EDIT: This is an example of the input language:
-- -----------------------------------------------------------------
--
--
-- Name Description
-- ==================================
-- IFM1/183 Freq Spectrum Inversion
--
-- -----------------------------------------------------------------
PROCEDURE IFM1/183
TITLE "Freq Spectrum Inversion";
HELP
Freq Spectrum Inversion
ENDHELP;
PRIVILEGE CTRL;
WINDOW MANDATORY;
INPUT
$Input : #NO_YES
DEFAULT select %YES when /IFMS1/183.VALUE = %NO;
%NO otherwise
endselect
PROMPT "Spec Inv";
$Forced_Cmd : BOOLEAN
Default FALSE
Prompt "Forced Commanding";
DEFINE
&RetCode : #PSTATUS := %OK;
&msg : STRING;
&Input : BOOLEAN;
REQUIRE AVAILABLE(/IFMS1)
MSG "IFMS1 not available";
REQUIRE /IFMS1/001.VALUE = %MON_AND_CTRL
MSG "IFMS1 not in control mode";
BEGIN -- Procedure Body --
&msg := "IFMS1/183 -> " + toString($Input) + " : ";
-- pre-check
IF /IFMS1/183.VALUE = $Input
AND $Forced_Cmd = FALSE THEN
EXIT (%OK, MSG &msg + "already set");
ENDIF;
-- command
IF $Input = %YES THEN &Input:= TRUE;
ELSE &Input:= FALSE;
ENDIF;
SET &RetCode := SEND IFMS1.FREQPLAN
( $FreqSpecInv := &Input);
IF &RetCode <> %OK THEN
EXIT (&RetCode, MSG &msg + "command failed");
ENDIF;
-- verify
SET &RetCode := VERIFY /IFMS1/183.VALUE = $Input TIMEOUT '10';
IF &RetCode <> %OK THEN
EXIT (&RetCode, MSG &msg + "verification failed");
ELSE
EXIT (&RetCode, MSG &msg + "verified");
ENDIF;
END
Look into inheriting CommonTokenStream and feeding an instance of your subclass into ANTLR. From the code example that you give, I suspect that you might be interested in taking a look at the filter and the rewrite options available in version 3.
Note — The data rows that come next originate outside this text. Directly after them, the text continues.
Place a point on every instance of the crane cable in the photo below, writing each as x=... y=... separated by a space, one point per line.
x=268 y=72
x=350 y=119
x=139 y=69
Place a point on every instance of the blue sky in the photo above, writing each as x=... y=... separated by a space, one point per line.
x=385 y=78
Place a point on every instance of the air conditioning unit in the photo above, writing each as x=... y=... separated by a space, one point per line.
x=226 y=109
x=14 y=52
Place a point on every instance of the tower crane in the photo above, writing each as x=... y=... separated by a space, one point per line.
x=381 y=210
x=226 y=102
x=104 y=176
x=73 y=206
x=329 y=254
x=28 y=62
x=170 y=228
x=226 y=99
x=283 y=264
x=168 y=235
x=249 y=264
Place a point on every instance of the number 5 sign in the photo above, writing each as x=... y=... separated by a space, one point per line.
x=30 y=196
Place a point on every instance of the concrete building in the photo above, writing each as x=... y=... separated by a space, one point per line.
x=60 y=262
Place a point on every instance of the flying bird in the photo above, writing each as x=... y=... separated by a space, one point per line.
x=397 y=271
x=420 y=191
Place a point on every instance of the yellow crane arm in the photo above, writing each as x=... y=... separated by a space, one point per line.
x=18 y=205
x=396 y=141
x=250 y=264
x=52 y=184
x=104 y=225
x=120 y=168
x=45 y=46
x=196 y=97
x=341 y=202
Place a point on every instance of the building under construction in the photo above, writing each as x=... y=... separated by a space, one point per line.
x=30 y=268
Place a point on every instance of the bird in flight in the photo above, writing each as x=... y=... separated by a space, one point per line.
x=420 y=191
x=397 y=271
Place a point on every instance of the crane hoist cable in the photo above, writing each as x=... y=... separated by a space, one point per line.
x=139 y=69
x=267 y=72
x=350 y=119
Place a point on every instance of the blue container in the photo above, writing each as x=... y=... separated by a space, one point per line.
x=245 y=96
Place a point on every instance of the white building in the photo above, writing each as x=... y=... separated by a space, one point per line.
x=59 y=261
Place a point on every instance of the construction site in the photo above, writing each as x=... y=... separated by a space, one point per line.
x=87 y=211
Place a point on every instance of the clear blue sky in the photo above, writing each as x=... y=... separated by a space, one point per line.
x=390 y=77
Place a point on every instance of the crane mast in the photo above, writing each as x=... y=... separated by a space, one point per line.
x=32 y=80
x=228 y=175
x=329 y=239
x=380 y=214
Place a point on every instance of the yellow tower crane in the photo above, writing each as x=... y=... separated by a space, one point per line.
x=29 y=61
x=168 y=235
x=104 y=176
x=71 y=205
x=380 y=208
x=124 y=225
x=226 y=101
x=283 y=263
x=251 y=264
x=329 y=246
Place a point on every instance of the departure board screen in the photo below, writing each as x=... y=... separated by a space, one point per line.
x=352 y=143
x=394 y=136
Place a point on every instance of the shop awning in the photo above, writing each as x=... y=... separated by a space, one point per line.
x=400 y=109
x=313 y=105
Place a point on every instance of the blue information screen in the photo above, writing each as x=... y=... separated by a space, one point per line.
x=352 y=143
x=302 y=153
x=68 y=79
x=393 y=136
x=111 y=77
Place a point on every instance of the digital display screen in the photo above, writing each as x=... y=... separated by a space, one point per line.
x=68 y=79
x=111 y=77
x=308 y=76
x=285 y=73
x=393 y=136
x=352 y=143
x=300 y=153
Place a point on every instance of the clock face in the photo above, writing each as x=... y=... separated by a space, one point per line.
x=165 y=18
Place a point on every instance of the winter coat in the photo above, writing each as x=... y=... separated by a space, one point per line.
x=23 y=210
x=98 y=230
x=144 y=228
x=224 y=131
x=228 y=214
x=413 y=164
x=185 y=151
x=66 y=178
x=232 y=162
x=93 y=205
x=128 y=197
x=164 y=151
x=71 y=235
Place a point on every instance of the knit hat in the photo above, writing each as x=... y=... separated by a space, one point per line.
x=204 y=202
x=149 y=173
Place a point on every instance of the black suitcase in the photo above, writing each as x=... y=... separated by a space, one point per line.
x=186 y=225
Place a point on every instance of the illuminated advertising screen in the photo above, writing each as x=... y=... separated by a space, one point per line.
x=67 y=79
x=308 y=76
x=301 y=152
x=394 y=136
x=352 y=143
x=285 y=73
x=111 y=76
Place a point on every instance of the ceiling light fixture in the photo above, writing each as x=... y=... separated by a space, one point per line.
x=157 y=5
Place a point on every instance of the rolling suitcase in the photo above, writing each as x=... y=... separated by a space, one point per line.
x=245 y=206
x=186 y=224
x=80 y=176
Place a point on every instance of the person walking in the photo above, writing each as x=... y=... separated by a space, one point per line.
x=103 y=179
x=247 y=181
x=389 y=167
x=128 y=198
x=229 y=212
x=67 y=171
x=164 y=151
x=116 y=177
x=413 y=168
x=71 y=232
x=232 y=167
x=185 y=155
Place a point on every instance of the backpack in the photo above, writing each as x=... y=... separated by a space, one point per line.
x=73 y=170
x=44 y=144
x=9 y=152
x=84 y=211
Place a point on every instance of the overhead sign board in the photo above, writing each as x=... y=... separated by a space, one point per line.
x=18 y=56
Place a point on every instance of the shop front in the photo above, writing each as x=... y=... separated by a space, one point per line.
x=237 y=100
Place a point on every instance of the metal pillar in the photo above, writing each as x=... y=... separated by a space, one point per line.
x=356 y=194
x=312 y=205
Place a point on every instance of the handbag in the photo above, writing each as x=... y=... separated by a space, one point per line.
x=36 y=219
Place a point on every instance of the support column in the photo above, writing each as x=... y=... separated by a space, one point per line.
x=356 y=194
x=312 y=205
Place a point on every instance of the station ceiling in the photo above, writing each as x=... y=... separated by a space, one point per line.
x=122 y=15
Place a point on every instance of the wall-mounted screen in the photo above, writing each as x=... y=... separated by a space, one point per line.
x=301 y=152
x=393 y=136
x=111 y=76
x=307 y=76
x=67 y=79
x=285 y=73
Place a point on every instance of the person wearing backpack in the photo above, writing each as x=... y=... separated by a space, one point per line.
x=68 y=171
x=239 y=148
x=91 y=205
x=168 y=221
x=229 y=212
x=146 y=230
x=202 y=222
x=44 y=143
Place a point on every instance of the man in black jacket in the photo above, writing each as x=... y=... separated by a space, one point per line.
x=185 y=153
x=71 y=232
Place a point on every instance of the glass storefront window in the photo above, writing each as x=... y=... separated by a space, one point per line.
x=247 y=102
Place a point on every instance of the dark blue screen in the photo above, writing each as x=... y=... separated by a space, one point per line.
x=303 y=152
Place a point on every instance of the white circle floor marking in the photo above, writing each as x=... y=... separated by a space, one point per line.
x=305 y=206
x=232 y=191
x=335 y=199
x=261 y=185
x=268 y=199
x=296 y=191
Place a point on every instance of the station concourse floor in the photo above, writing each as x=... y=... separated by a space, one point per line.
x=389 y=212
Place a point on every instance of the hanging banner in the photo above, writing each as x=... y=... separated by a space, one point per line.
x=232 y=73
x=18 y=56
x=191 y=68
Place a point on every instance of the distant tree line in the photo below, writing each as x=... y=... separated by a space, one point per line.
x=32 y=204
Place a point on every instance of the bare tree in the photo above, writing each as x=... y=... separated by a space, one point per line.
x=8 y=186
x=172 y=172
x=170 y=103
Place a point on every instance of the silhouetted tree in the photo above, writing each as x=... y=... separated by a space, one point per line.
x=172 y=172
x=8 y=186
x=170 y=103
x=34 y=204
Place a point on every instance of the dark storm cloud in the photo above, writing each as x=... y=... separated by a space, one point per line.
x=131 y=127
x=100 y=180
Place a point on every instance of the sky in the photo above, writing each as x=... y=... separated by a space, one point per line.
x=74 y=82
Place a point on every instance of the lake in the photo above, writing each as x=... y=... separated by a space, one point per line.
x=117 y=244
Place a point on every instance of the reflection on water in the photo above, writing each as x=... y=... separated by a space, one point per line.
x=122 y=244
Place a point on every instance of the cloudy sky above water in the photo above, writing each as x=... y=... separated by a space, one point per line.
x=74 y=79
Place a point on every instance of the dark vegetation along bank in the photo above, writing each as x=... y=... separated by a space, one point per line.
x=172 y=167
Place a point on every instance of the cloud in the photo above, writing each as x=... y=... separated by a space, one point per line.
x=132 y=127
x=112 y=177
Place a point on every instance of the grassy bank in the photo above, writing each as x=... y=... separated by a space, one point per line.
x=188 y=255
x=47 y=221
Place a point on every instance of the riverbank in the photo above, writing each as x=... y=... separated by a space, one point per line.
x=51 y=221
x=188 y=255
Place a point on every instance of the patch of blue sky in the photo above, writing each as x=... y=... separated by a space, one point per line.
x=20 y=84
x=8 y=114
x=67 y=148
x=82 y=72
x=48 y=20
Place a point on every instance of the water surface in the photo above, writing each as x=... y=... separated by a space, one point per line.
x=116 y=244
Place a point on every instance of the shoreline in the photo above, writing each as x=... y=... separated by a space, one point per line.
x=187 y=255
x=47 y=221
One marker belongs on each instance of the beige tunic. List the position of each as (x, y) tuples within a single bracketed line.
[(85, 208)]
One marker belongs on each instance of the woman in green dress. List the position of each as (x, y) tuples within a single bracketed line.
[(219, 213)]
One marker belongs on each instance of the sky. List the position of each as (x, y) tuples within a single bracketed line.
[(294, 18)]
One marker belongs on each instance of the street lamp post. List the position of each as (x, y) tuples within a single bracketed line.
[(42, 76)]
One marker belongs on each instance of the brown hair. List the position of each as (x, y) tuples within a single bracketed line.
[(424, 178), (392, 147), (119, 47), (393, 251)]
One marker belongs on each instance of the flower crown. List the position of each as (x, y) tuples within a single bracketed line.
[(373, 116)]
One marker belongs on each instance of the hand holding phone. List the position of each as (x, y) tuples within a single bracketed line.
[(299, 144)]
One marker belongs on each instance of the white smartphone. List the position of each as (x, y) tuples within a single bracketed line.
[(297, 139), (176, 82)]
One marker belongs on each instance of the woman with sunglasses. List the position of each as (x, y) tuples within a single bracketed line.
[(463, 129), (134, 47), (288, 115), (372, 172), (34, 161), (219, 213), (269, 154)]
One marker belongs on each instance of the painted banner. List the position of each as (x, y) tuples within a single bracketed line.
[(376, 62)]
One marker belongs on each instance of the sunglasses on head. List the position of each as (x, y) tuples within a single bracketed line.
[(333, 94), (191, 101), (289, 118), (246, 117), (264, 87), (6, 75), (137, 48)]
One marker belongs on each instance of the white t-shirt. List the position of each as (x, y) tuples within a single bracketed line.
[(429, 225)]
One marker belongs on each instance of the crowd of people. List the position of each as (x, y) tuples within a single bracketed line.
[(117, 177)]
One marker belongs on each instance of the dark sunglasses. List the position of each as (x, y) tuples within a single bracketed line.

Also, take a look at this other related stack overflow question.
I have just been going through some of my old questions and thought it was worth responding with the final solution that worked the best. In the end, the best way to translate a language was to use StringTemplate. This takes care of re-indenting the output for you. There is a very good example called 'cminus' in the ANTLR example pack that shows how to use it.